花汐颜全心全意地打理若彤,她在暗中筹划想把表姐芦笛月的成衣定制拉过来联营。这是美的事业,这样想着自己很兴奋。
薛毅彤经白惜若指派监管若彤,想把他从打不完的牌局中拔出来。
花汐颜求之不得。
每天花汐颜早早到店里,亲自为他泡好茶,白茶、花茶、普洱茶,她都仔细观察了薛毅彤的喜好,不时花样出新。她开始琢磨养生,时不时一个人在家琢磨一些菜谱,水果拼盘带到店里共享。
薛毅彤的日子竟过得有当皇帝的感觉。
在高压力、快节奏的今天,好好吃饭就是最高级的养生。这是花汐颜告诉薛毅彤的,这一观点同他的想法不谋而合。
薛毅彤来店的次数多了。有一天,一个顾客看花汐颜帮薛毅彤整理他的衣服,说:“你看老板娘又漂亮又体贴,你真是好服气!”
薛毅彤赶忙纠正说:“哪里哪里,她是我老婆的闺蜜。”
顾客哈哈大笑说:“和平友爱好!和谐,和谐。”
顾客走后,薛毅彤一本正经地说:“再在大庭广众下注意点形象,万一这话传到白惜若那她又要七想八想的。”
花汐颜恁道,你心里果然就只有她么?
薛毅彤张开嘴没说话。他生气地回到白惜若的办公桌上坐着。桌上放着全家福,他想唯女人最难缠。
他坐了一会又去约朋友打麻将去,但今天出奇地手背,两千元两个小时就改了姓。
纪一萌打电话来说,谢谢他的介绍搞了一个大单,要单独约他吃饭。他假装说近期出差去国外,国外的项目要去了结。谢意心领了。
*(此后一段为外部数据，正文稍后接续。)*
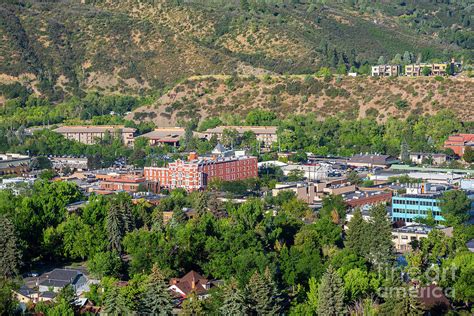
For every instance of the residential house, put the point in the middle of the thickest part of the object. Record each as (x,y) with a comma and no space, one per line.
(57,279)
(89,134)
(459,142)
(191,282)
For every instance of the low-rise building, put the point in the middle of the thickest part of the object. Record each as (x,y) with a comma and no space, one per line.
(126,182)
(459,142)
(386,70)
(372,160)
(57,279)
(89,134)
(192,282)
(73,163)
(419,200)
(432,158)
(196,173)
(166,135)
(367,199)
(14,164)
(267,135)
(305,191)
(416,70)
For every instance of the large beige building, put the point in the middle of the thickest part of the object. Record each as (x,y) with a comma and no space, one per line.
(90,134)
(267,135)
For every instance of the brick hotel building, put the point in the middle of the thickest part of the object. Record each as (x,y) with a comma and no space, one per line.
(196,173)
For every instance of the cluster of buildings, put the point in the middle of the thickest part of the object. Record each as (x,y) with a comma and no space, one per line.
(91,134)
(415,70)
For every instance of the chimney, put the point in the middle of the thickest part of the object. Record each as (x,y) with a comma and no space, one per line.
(192,156)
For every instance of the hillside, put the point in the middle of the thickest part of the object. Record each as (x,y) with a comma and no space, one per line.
(209,96)
(64,48)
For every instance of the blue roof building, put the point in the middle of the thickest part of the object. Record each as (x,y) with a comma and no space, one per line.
(417,203)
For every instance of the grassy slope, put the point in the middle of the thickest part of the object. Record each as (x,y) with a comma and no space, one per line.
(133,46)
(351,97)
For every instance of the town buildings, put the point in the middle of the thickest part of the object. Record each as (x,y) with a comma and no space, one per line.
(459,142)
(166,135)
(386,70)
(89,134)
(122,182)
(416,70)
(267,135)
(196,173)
(434,159)
(14,164)
(419,200)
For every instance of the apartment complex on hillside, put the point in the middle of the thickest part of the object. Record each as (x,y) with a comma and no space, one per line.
(90,134)
(196,173)
(386,70)
(459,142)
(416,70)
(267,135)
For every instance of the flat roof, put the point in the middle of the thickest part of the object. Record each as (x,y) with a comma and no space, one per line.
(93,129)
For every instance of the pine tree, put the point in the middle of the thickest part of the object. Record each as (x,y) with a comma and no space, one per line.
(356,237)
(114,227)
(379,235)
(9,253)
(331,294)
(113,303)
(234,301)
(409,305)
(156,300)
(262,294)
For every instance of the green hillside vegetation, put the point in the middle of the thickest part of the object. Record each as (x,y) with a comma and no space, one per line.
(347,97)
(139,47)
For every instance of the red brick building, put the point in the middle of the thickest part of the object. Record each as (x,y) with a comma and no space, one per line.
(197,173)
(459,142)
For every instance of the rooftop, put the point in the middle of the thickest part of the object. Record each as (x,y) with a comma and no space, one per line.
(93,129)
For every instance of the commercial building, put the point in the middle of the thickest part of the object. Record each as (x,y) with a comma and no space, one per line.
(419,200)
(196,173)
(73,163)
(367,199)
(386,70)
(459,142)
(403,237)
(267,135)
(14,164)
(435,159)
(166,135)
(90,134)
(416,70)
(305,191)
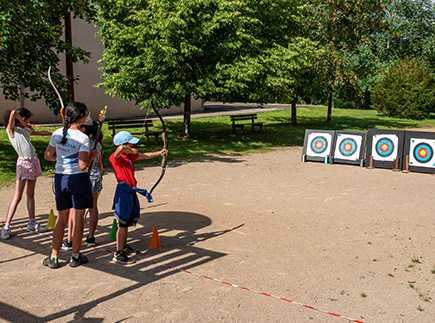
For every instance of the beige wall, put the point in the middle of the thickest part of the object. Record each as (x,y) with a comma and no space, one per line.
(83,35)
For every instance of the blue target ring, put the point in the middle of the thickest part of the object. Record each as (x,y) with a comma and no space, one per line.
(423,153)
(319,144)
(348,147)
(384,147)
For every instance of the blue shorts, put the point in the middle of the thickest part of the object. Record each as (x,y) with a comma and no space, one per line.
(73,191)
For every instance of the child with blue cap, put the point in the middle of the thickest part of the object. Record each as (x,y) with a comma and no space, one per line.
(125,202)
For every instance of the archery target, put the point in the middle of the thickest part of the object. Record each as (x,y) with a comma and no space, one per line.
(421,152)
(319,144)
(385,147)
(348,147)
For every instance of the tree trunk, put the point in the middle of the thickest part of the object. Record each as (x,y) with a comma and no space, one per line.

刘妮打电话问他在干嘛,他叫苦说今天手背当了书记了。刘妮在那哈哈大笑,说:“该不是干了什么坏事?要么就是情场得意牌场失意?”他和刘妮逗乐了一会。
笑闹一番后,他寻思,难道今年要遭遇桃花劫?他提醒自个打起十二分精神历劫。这年头见得多了自然就有抵抗力了。
他一边打牌一边走神。
薛毅彤打到下午四点就早早回家,他觉得非常疲惫,自己也不愿意过这样的日子,又挣脱不了这样慵懒的平常。
豆豆是不着家的,早自订机票去海南玩了,理由很充分还有半个月开学,上高中就玩不了啦!
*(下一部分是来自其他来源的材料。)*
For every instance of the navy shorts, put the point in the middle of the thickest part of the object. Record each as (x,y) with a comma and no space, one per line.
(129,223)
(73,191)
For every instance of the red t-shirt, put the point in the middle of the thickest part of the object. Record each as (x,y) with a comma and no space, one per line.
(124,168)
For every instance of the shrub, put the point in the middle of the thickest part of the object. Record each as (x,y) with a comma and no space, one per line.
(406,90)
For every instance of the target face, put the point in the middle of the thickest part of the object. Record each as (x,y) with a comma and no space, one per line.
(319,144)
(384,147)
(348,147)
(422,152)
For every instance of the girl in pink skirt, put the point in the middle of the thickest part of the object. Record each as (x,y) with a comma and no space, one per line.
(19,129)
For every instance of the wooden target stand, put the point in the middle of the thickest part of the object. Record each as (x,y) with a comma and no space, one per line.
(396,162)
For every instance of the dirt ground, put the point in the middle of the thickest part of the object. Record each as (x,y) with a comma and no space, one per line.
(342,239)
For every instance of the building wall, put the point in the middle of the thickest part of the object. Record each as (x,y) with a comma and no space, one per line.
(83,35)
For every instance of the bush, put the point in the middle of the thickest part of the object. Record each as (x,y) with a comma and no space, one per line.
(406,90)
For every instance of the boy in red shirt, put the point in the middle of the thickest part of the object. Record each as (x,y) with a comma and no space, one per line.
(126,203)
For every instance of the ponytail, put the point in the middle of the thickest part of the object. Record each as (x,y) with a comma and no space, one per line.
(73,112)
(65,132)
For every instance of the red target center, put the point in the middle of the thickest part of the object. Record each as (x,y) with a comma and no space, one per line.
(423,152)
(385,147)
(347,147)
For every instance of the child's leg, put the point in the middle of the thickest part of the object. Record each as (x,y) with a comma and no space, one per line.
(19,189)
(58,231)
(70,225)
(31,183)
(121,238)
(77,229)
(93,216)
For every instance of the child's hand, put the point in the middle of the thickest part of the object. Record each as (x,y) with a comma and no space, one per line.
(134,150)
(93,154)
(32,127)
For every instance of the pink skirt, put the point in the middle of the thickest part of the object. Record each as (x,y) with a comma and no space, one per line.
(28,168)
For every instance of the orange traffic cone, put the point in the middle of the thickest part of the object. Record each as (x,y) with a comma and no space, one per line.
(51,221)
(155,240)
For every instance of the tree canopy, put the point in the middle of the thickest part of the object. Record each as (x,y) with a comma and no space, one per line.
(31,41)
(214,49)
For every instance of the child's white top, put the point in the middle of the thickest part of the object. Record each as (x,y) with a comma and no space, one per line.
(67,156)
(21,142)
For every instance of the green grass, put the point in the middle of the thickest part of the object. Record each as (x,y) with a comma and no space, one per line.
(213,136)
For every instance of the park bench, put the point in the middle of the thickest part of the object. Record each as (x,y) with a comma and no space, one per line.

果果依然关在房间里,房里没有动静,他敲门进去想和她叨叨点什么,又没有什么好说的,只叮嘱她需要什么爸爸给你买,只要你快乐就好。果果忧郁的表情让他很难过。他很担心这样的女儿将来谁能走进她的心坎里去。
他走出果果的房间,准备去看他的花花草草。
白惜芷穿着背心,运动裤,头上扎着皮筋,脸色红润得像少女,她看上去年轻又活泼。她急冲冲地来拉薛毅彤去健身房。自从上次让他开卡没开,他就说话算话购回全套健身器材,专辟了一间健身房。
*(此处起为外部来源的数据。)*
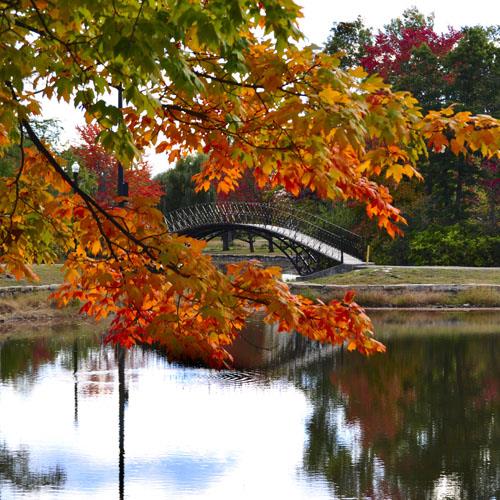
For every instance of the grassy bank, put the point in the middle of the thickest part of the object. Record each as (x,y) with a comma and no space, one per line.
(486,297)
(49,274)
(393,275)
(36,305)
(34,309)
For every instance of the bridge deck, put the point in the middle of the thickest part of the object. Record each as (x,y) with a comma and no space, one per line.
(313,243)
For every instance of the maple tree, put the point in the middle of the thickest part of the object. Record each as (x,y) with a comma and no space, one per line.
(221,77)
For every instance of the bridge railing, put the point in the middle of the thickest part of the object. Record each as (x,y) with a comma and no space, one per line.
(266,214)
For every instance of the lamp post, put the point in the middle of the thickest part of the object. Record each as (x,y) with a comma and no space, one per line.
(75,168)
(122,186)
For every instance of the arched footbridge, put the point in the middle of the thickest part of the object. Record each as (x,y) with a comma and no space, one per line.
(310,243)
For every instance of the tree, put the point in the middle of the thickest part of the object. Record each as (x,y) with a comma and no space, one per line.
(350,39)
(104,167)
(198,76)
(178,185)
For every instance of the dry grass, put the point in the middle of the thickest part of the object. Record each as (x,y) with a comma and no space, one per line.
(479,297)
(387,275)
(49,274)
(34,308)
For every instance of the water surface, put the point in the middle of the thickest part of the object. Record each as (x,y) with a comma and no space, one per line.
(296,420)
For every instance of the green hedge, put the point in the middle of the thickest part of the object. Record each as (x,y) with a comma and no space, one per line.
(456,245)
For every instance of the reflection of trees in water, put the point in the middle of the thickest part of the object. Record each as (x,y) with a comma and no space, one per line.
(21,359)
(427,408)
(15,469)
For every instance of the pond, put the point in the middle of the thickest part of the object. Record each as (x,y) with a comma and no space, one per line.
(296,420)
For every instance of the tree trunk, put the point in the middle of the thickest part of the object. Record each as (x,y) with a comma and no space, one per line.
(225,242)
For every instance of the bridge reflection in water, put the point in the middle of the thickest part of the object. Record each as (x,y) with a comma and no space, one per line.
(309,242)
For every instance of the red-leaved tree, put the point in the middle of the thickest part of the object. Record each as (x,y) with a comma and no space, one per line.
(105,167)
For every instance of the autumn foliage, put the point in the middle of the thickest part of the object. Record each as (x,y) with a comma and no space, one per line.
(197,77)
(101,163)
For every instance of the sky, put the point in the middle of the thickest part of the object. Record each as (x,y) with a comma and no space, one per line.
(319,15)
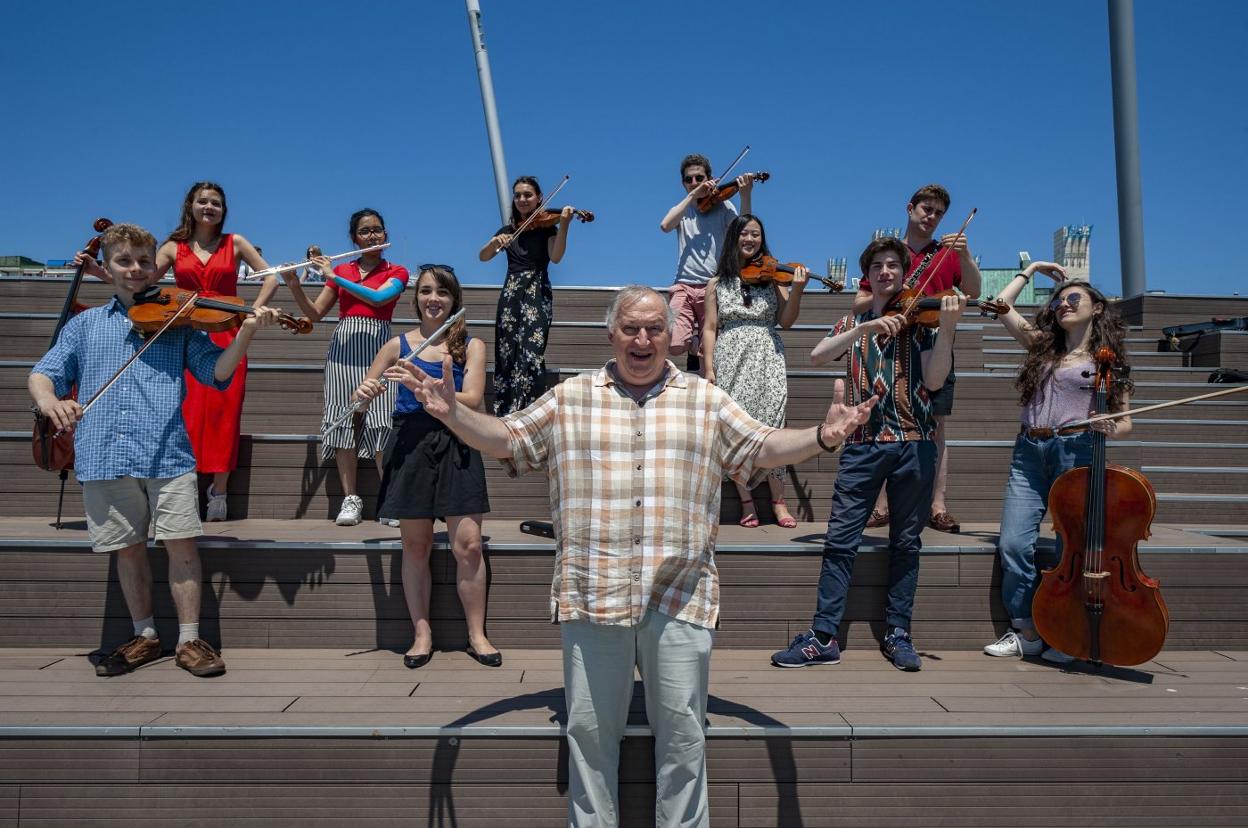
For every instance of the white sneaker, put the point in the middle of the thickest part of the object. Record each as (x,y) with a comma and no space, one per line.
(1057,657)
(216,506)
(1015,645)
(351,511)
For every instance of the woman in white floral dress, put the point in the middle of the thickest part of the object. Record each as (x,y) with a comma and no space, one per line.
(743,351)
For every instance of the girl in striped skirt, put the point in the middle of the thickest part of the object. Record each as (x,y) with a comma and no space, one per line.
(366,292)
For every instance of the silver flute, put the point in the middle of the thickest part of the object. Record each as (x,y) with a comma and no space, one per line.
(360,405)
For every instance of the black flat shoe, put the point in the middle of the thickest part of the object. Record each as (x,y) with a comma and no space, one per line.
(488,660)
(419,660)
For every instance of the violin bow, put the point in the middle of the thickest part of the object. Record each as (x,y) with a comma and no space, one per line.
(358,405)
(137,354)
(1158,406)
(524,225)
(936,262)
(282,269)
(740,155)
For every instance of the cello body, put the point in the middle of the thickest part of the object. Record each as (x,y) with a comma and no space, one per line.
(1097,605)
(1133,618)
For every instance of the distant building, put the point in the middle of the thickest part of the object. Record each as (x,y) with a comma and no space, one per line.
(1072,250)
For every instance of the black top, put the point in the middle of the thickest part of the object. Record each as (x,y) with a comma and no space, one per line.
(529,251)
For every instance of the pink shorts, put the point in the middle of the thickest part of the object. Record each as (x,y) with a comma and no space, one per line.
(688,305)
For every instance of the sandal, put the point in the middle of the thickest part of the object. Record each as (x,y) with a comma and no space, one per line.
(877,518)
(789,521)
(945,522)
薛毅彤不肯去,说我黄土都埋到胯部了,老胳膊老腿练不了。白惜芷耍赖非要拉住他的胳膊坐地上拖行,他无可奈何地拉她起来说:“那最多你练,我协助你!”
他俩来到健身房关上房门,把空调打到24度制造了一个春天。
白惜芷挑战劈叉,骑在地上练一字,一张开双腿疼得呲牙咧嘴,忙喊:姐夫,姐夫快拉我起来。薛毅彤说:“你就莫老黄瓜刷绿漆装嫩了。练一下跑步机就可以了。”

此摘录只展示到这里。